For the present large-scale community-based study, we used an abbreviated version of a self-report measure of pubertal status,34 which was computerized and self-administered. Following general instructions, each participant age 10 and older privately viewed pictorial schematic representations, accompanied by text descriptions, of the five Tanner stages of pubic hair growth appropriate for his/her sex, and rated his/her own development on the scale from 1–5.35 Prior validation studies have compared such self-report with Tanner staging conducted by a physician, and found that correlations between physician ratings and self-reported pubic hair ratings were .81 for girls and .63 for boys.34 Due to such known limitations of Tanner stage self-report measures, in the present analysis we focused on subjects who were clearly identified as pre- or postpubertal. As in prior studies, ratings of 1 or 2 were considered prepubertal;36,37 a rating of 5 was considered postpubertal.
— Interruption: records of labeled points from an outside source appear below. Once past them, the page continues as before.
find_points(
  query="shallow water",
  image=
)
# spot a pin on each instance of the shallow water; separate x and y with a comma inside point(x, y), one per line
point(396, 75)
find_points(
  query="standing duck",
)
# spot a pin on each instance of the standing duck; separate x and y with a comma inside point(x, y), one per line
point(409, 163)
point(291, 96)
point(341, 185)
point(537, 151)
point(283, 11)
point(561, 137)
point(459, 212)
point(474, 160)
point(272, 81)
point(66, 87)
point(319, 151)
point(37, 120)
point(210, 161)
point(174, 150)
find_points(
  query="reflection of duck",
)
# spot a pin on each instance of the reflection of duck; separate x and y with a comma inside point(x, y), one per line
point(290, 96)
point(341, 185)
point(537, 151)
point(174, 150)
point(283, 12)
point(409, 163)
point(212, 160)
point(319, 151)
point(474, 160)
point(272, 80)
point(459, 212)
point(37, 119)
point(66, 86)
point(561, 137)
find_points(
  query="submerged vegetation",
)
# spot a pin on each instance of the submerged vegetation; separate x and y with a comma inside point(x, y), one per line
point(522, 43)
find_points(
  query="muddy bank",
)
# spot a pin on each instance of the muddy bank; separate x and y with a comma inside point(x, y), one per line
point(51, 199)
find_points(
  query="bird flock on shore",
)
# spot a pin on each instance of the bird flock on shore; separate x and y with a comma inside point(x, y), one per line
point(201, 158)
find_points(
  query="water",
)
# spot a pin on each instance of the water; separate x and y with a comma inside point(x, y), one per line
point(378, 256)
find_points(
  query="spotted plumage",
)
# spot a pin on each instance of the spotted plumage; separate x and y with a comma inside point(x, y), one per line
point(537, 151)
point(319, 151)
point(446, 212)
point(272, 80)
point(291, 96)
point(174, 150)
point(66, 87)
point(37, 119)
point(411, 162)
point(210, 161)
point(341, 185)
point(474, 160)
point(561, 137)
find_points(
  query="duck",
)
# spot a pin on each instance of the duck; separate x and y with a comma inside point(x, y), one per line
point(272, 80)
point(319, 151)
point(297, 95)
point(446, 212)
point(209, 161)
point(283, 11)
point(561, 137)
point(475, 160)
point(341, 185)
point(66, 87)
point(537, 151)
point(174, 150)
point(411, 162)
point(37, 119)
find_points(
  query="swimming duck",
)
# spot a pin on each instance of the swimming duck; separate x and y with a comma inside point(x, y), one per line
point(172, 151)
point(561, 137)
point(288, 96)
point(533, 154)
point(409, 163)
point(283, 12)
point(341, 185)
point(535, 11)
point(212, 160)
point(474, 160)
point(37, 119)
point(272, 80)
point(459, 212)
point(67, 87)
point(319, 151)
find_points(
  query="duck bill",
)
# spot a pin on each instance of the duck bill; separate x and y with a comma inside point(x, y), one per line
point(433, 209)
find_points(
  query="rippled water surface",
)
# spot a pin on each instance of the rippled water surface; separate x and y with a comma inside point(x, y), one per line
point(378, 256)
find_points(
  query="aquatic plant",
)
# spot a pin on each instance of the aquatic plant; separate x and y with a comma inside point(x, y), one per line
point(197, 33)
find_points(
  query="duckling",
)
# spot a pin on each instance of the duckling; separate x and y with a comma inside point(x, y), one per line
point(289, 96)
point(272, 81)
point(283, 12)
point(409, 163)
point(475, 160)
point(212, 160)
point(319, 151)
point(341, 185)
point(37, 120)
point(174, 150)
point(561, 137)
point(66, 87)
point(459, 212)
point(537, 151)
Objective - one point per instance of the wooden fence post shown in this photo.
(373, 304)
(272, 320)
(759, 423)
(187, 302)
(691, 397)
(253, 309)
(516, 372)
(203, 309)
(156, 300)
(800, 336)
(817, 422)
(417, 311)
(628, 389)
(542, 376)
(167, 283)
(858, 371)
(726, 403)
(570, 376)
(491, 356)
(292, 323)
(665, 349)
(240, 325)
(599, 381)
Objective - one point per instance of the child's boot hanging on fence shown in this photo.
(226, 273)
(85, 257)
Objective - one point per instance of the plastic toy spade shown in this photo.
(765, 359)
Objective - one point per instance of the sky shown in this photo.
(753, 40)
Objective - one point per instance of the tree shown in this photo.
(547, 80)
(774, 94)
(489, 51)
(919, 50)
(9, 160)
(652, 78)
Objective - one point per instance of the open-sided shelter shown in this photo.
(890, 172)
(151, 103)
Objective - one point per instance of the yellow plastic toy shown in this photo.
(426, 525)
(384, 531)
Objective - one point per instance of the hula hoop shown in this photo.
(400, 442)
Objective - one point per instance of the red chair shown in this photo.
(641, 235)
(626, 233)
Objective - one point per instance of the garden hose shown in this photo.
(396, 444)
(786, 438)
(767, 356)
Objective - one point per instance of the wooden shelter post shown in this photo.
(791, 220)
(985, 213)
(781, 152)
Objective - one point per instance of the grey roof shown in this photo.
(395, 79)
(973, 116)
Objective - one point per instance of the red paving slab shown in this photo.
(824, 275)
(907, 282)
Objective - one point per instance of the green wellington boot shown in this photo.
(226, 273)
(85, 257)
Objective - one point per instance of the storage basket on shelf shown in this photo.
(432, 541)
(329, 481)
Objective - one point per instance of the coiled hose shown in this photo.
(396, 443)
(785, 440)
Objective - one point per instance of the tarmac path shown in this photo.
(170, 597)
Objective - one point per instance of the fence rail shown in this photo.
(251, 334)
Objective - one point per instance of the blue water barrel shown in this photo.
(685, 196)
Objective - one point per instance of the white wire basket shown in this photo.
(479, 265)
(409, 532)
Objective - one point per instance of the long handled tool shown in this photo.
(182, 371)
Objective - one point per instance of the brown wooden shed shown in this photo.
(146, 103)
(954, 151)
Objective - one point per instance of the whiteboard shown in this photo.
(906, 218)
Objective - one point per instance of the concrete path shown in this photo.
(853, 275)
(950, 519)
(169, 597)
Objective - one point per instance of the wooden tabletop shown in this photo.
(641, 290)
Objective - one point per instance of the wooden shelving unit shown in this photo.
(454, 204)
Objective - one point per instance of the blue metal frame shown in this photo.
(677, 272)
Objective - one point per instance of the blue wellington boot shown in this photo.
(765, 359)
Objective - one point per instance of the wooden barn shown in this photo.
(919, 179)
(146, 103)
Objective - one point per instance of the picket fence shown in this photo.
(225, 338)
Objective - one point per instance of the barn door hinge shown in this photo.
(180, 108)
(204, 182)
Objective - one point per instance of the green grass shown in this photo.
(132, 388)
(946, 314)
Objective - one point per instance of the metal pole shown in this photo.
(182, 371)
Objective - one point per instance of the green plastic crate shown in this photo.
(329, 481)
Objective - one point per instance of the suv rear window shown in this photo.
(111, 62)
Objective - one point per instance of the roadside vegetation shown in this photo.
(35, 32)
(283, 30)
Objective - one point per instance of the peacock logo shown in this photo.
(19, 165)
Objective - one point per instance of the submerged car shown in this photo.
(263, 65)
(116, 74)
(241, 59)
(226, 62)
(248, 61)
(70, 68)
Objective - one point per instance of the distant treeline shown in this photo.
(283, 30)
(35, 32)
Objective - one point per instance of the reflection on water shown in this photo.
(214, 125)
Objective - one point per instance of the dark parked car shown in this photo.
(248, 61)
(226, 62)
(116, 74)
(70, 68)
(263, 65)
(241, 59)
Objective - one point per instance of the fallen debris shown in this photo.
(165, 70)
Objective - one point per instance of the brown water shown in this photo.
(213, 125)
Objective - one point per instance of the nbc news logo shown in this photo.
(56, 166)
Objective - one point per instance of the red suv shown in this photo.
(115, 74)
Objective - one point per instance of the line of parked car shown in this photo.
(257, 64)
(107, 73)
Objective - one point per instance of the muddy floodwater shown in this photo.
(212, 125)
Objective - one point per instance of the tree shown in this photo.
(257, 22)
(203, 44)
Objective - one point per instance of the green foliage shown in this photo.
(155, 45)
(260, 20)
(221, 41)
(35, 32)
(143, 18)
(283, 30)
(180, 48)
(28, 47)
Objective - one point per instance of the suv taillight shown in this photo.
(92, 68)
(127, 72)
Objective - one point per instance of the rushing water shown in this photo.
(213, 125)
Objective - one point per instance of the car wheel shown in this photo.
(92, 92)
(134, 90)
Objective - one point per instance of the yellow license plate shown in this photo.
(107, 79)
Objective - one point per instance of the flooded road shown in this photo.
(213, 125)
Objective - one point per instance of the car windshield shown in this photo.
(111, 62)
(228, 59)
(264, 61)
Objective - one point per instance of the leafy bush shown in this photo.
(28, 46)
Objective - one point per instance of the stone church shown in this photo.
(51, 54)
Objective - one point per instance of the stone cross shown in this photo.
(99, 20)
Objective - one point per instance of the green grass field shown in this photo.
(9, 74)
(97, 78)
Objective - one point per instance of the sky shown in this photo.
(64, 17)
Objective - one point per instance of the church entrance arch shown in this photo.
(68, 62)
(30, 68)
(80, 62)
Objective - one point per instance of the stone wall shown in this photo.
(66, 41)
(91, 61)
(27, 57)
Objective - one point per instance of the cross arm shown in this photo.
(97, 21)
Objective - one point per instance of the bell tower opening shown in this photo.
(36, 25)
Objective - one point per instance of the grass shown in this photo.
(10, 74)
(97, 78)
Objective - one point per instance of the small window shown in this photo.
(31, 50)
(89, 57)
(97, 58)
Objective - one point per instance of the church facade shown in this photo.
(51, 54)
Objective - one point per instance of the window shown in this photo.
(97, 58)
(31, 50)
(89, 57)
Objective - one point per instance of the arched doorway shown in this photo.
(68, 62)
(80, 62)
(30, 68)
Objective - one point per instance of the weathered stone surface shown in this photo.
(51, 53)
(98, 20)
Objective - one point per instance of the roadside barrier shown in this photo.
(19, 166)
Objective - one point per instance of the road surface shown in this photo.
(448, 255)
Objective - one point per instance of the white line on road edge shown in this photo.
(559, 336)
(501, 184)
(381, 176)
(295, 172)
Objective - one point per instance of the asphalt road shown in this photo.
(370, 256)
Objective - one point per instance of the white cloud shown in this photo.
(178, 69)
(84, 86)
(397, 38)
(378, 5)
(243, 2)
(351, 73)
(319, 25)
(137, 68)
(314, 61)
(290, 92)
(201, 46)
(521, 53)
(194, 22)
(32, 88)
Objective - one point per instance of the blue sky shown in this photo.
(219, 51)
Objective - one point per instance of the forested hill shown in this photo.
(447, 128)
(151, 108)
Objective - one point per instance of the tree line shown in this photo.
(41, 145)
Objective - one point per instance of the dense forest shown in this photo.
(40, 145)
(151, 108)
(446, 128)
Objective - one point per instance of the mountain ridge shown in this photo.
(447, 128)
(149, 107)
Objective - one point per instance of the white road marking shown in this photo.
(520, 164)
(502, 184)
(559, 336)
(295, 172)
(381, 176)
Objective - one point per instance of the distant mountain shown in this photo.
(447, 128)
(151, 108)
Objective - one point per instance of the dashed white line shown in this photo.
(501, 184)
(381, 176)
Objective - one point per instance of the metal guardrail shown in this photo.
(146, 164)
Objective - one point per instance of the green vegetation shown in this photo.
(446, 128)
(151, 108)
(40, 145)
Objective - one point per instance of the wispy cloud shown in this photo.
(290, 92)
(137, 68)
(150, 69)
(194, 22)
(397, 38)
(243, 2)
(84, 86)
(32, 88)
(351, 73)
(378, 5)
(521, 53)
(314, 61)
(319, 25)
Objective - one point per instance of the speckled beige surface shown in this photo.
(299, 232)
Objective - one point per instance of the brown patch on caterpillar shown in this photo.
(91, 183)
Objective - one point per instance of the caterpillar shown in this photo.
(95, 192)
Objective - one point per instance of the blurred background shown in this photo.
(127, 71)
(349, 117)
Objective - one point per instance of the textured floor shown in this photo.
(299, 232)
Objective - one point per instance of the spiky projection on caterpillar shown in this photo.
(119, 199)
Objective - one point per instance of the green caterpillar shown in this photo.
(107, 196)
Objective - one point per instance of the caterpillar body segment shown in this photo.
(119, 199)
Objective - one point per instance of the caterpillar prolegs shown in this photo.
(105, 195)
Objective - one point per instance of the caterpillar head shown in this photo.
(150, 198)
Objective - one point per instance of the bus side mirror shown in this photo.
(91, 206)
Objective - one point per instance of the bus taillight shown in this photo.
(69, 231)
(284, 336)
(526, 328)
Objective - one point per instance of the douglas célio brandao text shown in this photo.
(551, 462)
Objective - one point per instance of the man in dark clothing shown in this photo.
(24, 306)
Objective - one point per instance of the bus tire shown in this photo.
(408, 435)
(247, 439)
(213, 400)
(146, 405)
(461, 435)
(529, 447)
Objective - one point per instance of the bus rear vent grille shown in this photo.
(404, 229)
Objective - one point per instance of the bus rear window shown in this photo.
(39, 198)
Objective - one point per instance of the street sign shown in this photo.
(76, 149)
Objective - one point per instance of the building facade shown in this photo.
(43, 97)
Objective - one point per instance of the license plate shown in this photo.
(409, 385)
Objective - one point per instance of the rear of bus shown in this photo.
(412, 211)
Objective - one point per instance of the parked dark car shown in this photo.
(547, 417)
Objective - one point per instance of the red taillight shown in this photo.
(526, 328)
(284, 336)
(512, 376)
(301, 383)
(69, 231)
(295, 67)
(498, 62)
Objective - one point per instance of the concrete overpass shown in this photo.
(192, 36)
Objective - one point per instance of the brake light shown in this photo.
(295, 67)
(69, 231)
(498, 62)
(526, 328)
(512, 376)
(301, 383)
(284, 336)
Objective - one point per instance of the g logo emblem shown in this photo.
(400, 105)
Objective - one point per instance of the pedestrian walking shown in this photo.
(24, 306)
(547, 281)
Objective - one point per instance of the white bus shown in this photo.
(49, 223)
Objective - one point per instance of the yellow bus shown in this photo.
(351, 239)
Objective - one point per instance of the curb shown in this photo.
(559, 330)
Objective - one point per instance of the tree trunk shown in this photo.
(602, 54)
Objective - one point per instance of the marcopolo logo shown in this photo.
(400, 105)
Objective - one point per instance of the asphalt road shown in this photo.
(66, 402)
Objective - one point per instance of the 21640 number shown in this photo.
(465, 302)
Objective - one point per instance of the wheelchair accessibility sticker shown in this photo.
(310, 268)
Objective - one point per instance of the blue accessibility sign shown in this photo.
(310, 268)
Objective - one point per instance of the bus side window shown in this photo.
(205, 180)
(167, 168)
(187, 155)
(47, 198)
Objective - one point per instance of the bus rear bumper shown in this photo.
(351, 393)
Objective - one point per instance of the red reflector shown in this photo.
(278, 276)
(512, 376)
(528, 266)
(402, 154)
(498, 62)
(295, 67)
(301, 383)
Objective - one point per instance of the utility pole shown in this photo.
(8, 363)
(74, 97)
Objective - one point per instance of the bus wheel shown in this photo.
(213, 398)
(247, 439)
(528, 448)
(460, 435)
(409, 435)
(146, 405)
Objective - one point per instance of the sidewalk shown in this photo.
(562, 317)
Subjects with a mid-pubertal rating of 3 or 4 were not included in the present analysis.

Image Acquisition

Structural brain imaging was performed on all subjects using the same imaging sequence (magnetization-prepared, rapid acquisition gradient-echo T1-weighted structural image) on the same scanner (Siemens Tim Trio 3 Tesla, Erlangen, Germany; 32 channel head coil). Image acquisition parameters were: repetition time (TR) 1810 ms, time to echo (TE) 3.51 ms, field of view (FOV) 180 × 240 mm, matrix 256 × 192, 160 slices, TI 1100 ms, flip angle 9 degrees, effective voxel resolution of 0.9 × 0.9 × 1 mm. Prior to scanning, in order to acclimate subjects to the MRI environment, a mock scanning session was conducted using a decommissioned MRI scanner and head coil. A trained technician performed scanner QA regularly in order to monitor scanner stability.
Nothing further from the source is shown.